On Wednesday, Bunge reported an 82 percent drop in first-quarter earnings and lowered its profit outlook for its unit that trades grain and oilseeds. It also reduced its budget for 2017 capital expenditures by $50 million, roughly a 7 percent cut, prompting concerns about a possible decline in cash flow. Spooked investors sent shares of White Plains, New York-based Bunge down more than 11 percent on the news on Wednesday, the steepest drop in 15 months. The prior day, ADM shares posted their biggest drop in eight years, down 8.9 percent to $41.67,
with further losses on Wednesday. Bunge and ADM shares were up 3.2 percent and 2.4 percent, respectively, on Thursday afternoon. Soren Schroder, Bunge's chief executive, told Reuters the dour outlook is as impermanent as weather. "All we really need for this to change is three weeks of hot and dry weather in the Midwest in July and the same in August and you're back to markets that don't have enough. It can change quickly," Schroder said in an interview on Wednesday.
But investors are beginning to fear the good times may not return for the global grain giants known as the ABCDs, a group that in addition to ADM and Bunge also includes privately held Cargill Inc and Netherlands-based Louis Dreyfus Corp. All of the ABCDs - which move corn, soybeans and other crops from regions of surplus to areas of tight supply - have struggled to profit from their core grain trading businesses lately. With grain busting out of storage bins all around the world, the big grain merchants have fewer opportunities to capitalize on "dislocation" of supplies, the companies say.
"Everybody is wondering if there's some fundamental issue across the board for these grain processors," said Brett Wong, senior research analyst with Piper Jaffray & Co Grain markets are notoriously cyclical, but some industry participants and observers say some of the changes are more permanent, making the industry ripe for consolidation.
"There's plenty of room to consolidate. And we're happy to participate and ... can lead it," Bunge's Schroder told analysts in a conference call on Tuesday. Farmers have invested heavily in new storage, making them less reliant on the grain elevators operated by the trading houses, and the Internet has empowered farmers with information that makes them much smarter about marketing their grain.

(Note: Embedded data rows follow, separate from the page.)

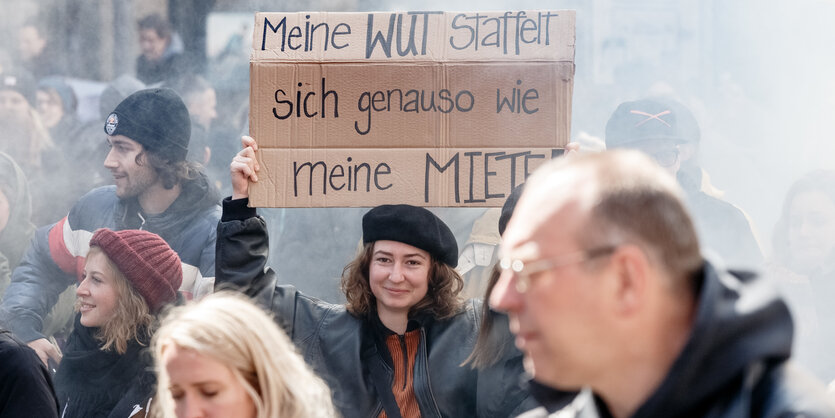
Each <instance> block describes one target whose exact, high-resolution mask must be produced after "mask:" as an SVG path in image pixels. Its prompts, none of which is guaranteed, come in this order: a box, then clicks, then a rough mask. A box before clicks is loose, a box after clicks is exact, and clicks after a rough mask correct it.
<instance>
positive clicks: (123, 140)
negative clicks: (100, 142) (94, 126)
mask: <svg viewBox="0 0 835 418" xmlns="http://www.w3.org/2000/svg"><path fill="white" fill-rule="evenodd" d="M107 142H109V143H110V145H121V146H125V147H130V146H132V145H131V143H130V142H128V141H125V140H124V139H110V138H109V137H108V138H107Z"/></svg>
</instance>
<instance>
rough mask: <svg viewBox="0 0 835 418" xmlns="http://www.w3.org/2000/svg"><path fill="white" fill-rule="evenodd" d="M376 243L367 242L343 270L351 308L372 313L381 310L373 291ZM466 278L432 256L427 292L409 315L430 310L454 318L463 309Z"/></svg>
mask: <svg viewBox="0 0 835 418" xmlns="http://www.w3.org/2000/svg"><path fill="white" fill-rule="evenodd" d="M373 252H374V243H373V242H369V243H367V244H365V245H364V246H363V248H362V249H361V250H360V252H359V253H358V254H357V256H356V258H354V260H353V261H351V262H350V263H348V265H346V266H345V268H344V269H343V270H342V292H343V293H344V294H345V299H347V301H348V302H347V303H346V304H345V307H346V308H347V309H348V312H350V313H352V314H354V315H356V316H359V317H363V316H368V315H370V314H371V313H374V312H376V311H377V298H376V297H375V296H374V294H373V293H372V292H371V285H370V284H369V278H368V271H369V266H370V265H371V256H372V253H373ZM463 288H464V280H463V279H462V278H461V275H460V274H458V272H457V271H455V269H454V268H452V267H450V266H449V265H447V264H445V263H442V262H440V261H438V260H436V259H435V257H432V259H431V266H430V267H429V284H428V286H427V291H426V296H424V298H423V299H422V300H421V301H420V302H418V303H416V304H415V305H414V306H412V307H411V308H410V309H409V317H413V316H414V315H416V314H424V313H426V314H430V315H432V317H434V318H435V319H446V318H450V317H452V316H453V315H455V314H456V313H458V312H459V311H460V310H461V307H462V300H461V297H460V294H461V290H463Z"/></svg>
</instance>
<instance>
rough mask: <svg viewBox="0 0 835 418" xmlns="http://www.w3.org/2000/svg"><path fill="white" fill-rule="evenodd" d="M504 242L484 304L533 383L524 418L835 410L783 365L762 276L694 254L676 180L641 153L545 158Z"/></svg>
mask: <svg viewBox="0 0 835 418" xmlns="http://www.w3.org/2000/svg"><path fill="white" fill-rule="evenodd" d="M501 250H502V254H503V257H504V258H503V259H502V261H501V266H502V269H503V271H502V274H501V276H500V278H499V282H498V283H497V284H496V287H495V289H494V290H493V294H492V296H491V299H490V305H491V306H492V307H493V308H495V309H498V310H501V311H505V312H507V313H508V316H509V318H510V329H511V331H512V332H513V333H514V334H515V335H516V345H517V346H518V347H519V348H520V349H521V350H522V352H523V353H524V355H525V360H524V364H525V369H526V370H527V371H528V372H530V373H531V375H532V376H533V379H534V380H533V381H532V384H531V387H530V389H531V393H532V395H533V396H534V397H535V398H536V399H537V400H538V401H539V402H540V404H541V405H542V407H540V408H538V409H535V410H533V411H530V412H528V413H526V414H525V415H523V417H525V418H533V417H545V416H551V414H554V413H555V412H557V411H559V414H560V415H557V416H574V417H578V416H579V417H615V418H622V417H636V418H644V417H679V416H686V417H713V418H719V417H783V416H792V417H794V416H804V417H832V416H835V403H833V401H832V400H831V399H829V398H828V396H827V394H826V392H825V387H824V386H823V384H822V383H821V382H819V381H817V380H815V379H814V378H813V377H811V375H809V374H806V373H804V372H803V371H801V370H800V369H798V368H797V367H796V366H795V365H794V363H793V362H792V361H790V356H791V346H792V319H791V316H790V315H789V311H788V308H787V306H786V304H785V302H783V300H782V299H781V298H780V296H778V293H777V291H776V289H775V287H774V286H773V283H772V282H771V281H769V280H766V279H764V278H762V277H758V276H757V275H755V274H752V273H746V272H730V271H727V270H725V269H724V268H723V267H722V263H721V261H718V262H716V261H713V260H709V259H705V258H704V257H703V256H702V254H701V252H700V248H699V239H698V237H697V235H696V229H695V227H694V224H693V221H692V220H691V218H690V215H689V214H688V212H687V210H686V208H685V204H684V193H683V191H682V190H681V188H680V187H679V186H678V184H677V182H676V180H675V178H673V177H672V176H671V175H670V174H669V173H668V172H665V170H664V169H663V168H661V167H660V166H658V165H657V164H654V163H653V162H652V160H651V159H650V158H649V157H647V156H646V155H644V154H642V153H640V152H638V151H634V150H631V151H627V150H616V151H606V152H603V153H598V154H589V155H581V156H577V157H575V158H572V159H562V160H561V161H560V160H555V161H553V162H549V163H546V164H544V165H543V166H542V167H541V168H540V169H539V170H537V171H536V172H535V173H534V174H533V175H532V176H531V177H530V178H529V179H528V181H527V183H526V186H525V191H524V192H523V193H522V197H521V198H520V200H519V204H518V206H517V207H516V211H515V213H514V216H513V217H512V218H511V220H510V223H509V224H508V226H507V230H506V231H505V234H504V237H503V241H502V244H501ZM579 389H582V392H581V393H580V394H579V395H577V397H576V398H574V400H573V401H572V402H571V403H570V404H569V405H567V406H564V405H563V404H562V402H561V401H562V399H563V396H564V392H563V391H566V390H579Z"/></svg>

Mike Boland, an agricultural economics professor at the University of Minnesota, said farmers increasingly are cutting out the grain handlers altogether, selling directly to ethanol plants and other end users. "The grain trading companies may never get their hands on those bushels to move it along," Boland said. ADM, Bunge and others are caught between farmers who do not want to sell crops at low prices and end users, such as food companies, hunting for bargains amidst global oversupply, said Gary Blumenthal, chief executive for World Perspectives, a Washington-based agricultural consultancy.
"The ABCDs are caught in the middle," Blumenthal said. ADM's agricultural services division, which has seen turnover in the executive ranks, this quarter reported its third quarterly loss in international grain merchandising in five quarters. "We cannot help but wonder if ag services faces a structural challenge with the balance of power shifting to farmers and ADM's more limited approach to capitalize on intellectual capital in the ag markets," BMO Capital Markets analyst Kenneth Zaslow said in a note to clients.